A new survey has revealed a concerning gap in cybersecurity preparedness among UK small businesses as only 10 percent provide staff with AI security training despite widespread fears about emerging threats. The MoneySuperMarket survey of 250 UK sole traders and SMBs with 1 to 49 employees found that 44 percent of small business owners worry that using AI without proper safeguards exposes them to cyber threats, and one in five say they would feel unprepared if targeted by a cyber attack.
Scotland Leads Regional Adoption Interest
Scotland leads regional AI adoption interest at 50 percent, ahead of the South East at 48 percent and South West at 43 percent, while Wales and Yorkshire lag at 20 percent. Scotland also ranks highly in cybersecurity concern with 60 percent worried about AI related risks, suggesting Scottish SMBs are paying more attention to both sides of the AI deployment trade-off.
Training Gap Exposes Vulnerabilities
The data quantifies a gap that enterprise readers have suspected with SMBs interested in AI but lacking the operational maturity to deploy it safely. The findings come as the wider UK business community grapples with rising cyber incidents. The UK Cyber Security Breaches Survey 2025 to 2026 shows 43 percent of businesses and 28 percent of charities reported a cyber incident in the past year.
Implications for Security Vendors and Policymakers
For UK SaaS vendors selling into the SMB market, the survey is a clear procurement signal as built in compliance and security defaults matter more than configurable controls. For the National Cyber Security Centre and CyberFirst, the gap between SMB AI adoption interest at 36 percent and SMB AI security training provision at 10 percent is exactly the kind of measurable gap that targeted interventions such as published baseline guidance, free Cyber Essentials Plus uplift, and simplified training resources can close in months rather than years.

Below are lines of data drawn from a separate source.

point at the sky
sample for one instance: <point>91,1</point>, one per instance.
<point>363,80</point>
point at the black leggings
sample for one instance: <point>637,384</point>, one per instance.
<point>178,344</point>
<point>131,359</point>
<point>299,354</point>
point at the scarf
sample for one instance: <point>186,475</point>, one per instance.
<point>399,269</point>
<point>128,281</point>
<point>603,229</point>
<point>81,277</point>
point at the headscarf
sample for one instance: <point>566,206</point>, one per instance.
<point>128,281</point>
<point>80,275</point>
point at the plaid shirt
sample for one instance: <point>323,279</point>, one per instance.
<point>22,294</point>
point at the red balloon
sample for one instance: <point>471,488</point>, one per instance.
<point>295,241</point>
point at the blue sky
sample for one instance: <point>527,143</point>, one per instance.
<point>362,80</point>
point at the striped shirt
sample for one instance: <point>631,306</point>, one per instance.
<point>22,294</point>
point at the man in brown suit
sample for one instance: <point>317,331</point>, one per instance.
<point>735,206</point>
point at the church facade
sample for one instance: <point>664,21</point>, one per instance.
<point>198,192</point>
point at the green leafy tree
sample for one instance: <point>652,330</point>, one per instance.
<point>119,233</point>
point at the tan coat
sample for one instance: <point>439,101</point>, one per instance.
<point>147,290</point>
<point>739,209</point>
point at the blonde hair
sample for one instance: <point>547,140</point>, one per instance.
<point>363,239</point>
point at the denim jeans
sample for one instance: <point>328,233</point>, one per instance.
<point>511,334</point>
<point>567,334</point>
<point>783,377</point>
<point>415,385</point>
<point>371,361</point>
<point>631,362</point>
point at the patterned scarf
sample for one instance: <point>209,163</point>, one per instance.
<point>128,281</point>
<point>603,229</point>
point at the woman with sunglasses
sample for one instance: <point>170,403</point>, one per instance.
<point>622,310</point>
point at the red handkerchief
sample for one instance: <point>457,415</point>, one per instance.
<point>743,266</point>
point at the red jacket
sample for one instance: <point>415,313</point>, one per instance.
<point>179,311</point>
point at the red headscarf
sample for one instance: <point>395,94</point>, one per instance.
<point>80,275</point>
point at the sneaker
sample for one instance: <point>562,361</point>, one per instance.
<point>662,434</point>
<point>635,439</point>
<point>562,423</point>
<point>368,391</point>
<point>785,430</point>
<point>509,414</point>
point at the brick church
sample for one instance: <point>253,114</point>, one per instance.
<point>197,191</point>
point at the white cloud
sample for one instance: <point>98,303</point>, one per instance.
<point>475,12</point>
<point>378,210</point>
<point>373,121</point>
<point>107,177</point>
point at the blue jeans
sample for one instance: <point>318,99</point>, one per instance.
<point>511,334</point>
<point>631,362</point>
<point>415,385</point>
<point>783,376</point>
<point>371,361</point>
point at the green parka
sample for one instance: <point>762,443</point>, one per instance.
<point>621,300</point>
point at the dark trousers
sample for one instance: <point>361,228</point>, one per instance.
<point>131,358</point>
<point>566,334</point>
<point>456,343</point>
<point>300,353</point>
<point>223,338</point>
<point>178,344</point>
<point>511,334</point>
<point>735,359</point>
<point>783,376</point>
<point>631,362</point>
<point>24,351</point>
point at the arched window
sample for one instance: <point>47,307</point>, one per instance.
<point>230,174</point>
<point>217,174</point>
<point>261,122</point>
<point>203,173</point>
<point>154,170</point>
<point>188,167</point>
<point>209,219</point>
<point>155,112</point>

Wider Security Training Challenges
The AI training deficit forms part of a broader cybersecurity skills challenge facing UK organisations. More than half at 52 percent of UK SME employees have received no cybersecurity training, and more than a third of UK SMEs at 38 percent invest less than 100 pounds a year in cybersecurity. Security experts warn that as AI tools enable attackers to craft increasingly convincing phishing messages and impersonation attempts, the lack of staff training leaves small businesses particularly vulnerable to evolving threats that target human rather than technical weaknesses.